When the planes hit the world trade towers and other sites in the USA, my husband and I were in our 24th floor apartment which overlooked the Marriot Hotel (later itself the target of terrorist attacks). As we watched the TV in horror, a phone-call came in from my supervisor, a military man;
The laboratories will be closed until further notice.
Fortunately it became apparent that there were no pressing local threats to security, and we were all back at work several days later.
In November of that year I won an award to travel ‘stateside’ and present a paper at the 2001 meeting of the American Society of Tropical Medicine and Hygiene. Airport security was incredible and very slow – not surprising given the entire nation was still in shock about the events several months earlier. I recall one internal flight I boarded, a small plane only partially full. Passengers were seated and waiting for takeoff, and everyone was uneasy. We didn’t trust each other or the airline to keep us safe.
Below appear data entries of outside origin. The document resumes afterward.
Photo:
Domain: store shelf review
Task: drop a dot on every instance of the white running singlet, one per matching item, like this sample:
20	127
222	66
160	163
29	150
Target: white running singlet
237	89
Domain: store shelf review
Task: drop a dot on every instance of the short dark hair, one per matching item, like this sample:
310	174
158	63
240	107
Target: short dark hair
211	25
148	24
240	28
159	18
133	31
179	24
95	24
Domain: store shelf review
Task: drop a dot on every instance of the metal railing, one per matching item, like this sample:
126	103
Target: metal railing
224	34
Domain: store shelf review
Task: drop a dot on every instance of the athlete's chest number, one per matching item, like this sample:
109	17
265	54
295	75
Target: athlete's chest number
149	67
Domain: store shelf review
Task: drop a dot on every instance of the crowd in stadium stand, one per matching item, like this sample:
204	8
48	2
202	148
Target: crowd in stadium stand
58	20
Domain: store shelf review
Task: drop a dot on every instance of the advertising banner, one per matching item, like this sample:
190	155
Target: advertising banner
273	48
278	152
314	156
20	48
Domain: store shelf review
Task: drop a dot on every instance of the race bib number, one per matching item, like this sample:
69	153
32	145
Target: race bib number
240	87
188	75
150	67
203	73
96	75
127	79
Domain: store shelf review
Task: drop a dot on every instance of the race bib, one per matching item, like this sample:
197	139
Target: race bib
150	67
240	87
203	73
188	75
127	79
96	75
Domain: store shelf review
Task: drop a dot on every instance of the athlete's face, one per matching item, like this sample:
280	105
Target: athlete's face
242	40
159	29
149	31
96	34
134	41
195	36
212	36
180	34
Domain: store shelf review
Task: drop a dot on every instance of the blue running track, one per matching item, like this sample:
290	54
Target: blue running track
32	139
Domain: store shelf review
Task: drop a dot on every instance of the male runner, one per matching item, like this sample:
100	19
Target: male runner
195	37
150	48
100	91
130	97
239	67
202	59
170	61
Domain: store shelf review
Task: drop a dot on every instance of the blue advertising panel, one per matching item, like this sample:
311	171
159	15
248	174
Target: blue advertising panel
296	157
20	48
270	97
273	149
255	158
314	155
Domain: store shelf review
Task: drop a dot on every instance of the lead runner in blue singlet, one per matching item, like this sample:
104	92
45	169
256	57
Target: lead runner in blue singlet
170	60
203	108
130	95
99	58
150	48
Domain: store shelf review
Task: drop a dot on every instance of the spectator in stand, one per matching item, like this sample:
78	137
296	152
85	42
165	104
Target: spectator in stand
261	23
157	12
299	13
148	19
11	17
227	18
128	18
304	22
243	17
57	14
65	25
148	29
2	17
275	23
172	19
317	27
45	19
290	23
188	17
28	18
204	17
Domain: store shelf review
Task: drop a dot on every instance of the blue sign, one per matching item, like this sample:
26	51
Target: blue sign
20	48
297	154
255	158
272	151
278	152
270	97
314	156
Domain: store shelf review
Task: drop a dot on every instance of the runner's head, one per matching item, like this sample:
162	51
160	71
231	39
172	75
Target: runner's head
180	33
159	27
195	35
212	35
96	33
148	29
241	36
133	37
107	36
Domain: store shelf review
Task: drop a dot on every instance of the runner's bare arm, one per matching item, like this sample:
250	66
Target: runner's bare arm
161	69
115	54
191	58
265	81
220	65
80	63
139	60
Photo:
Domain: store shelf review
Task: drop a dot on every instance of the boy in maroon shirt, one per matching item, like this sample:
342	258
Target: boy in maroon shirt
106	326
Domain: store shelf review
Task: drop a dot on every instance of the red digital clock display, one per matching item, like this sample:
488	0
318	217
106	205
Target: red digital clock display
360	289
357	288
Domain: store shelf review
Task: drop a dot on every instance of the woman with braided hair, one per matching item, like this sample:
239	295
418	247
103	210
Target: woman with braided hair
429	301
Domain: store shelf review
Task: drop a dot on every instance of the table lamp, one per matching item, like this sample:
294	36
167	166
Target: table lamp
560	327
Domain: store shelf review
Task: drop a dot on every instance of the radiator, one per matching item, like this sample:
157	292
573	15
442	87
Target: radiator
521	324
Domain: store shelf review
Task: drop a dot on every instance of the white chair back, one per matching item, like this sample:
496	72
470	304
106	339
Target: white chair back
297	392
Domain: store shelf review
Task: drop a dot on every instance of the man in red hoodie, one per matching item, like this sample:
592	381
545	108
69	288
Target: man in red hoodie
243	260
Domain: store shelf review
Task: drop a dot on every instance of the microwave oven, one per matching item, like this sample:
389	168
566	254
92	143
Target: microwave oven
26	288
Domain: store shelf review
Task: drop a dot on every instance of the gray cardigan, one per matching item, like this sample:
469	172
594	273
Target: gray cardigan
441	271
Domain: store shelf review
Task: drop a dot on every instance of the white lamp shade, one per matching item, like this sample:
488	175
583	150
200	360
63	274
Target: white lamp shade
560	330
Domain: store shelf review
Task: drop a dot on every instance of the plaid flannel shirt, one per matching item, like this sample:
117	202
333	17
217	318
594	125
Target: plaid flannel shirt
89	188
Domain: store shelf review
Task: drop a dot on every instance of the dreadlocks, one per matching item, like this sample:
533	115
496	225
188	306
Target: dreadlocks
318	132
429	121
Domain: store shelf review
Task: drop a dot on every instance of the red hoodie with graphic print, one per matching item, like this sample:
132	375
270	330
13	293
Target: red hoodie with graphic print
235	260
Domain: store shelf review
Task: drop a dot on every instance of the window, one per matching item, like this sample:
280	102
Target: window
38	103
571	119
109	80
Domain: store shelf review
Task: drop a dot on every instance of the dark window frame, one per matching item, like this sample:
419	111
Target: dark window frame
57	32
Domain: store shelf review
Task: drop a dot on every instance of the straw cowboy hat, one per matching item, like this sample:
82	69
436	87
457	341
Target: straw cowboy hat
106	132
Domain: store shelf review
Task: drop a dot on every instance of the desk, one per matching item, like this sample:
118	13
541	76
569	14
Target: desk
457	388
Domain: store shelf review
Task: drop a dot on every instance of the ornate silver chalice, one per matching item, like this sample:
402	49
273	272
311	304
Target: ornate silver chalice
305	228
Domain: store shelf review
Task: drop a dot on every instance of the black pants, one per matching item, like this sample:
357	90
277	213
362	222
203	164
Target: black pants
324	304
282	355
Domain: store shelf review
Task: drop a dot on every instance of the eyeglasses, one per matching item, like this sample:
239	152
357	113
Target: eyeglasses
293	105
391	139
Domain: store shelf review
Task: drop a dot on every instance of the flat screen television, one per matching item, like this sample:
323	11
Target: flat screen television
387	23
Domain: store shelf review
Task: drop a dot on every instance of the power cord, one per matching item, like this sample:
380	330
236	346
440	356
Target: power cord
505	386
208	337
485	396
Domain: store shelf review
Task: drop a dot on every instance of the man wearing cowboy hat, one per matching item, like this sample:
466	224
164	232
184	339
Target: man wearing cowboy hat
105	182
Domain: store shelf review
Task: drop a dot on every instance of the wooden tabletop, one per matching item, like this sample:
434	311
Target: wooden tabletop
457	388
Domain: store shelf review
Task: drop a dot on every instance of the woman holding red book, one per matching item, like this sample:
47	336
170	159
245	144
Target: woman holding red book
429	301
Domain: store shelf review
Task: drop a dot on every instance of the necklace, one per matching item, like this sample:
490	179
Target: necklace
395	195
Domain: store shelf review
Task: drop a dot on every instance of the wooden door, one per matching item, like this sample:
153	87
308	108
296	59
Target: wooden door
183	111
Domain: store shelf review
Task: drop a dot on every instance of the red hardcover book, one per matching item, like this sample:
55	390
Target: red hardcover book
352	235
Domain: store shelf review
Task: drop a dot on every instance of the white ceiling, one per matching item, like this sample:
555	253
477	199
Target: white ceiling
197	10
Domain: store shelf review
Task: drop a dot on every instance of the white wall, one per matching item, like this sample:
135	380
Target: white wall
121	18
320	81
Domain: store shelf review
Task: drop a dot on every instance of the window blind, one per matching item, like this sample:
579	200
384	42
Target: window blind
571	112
Low and behold the pilot opened the cockpit door and came sauntering down the aisle.
Morning Ma’am. Lovely day,
he greeted me.
Each passenger was welcomed aboard and given a smile or a handshake. The effect of these actions was palpable; everyone could see the pilot was relaxed and happy to be doing his job. We all breathed a collective sigh of relief.
He was a good bloke. Excellent at landing, too.
Image shows me (far left) with NAMRU-2 work colleagues on Indonesian Independence Day, August 17 2002.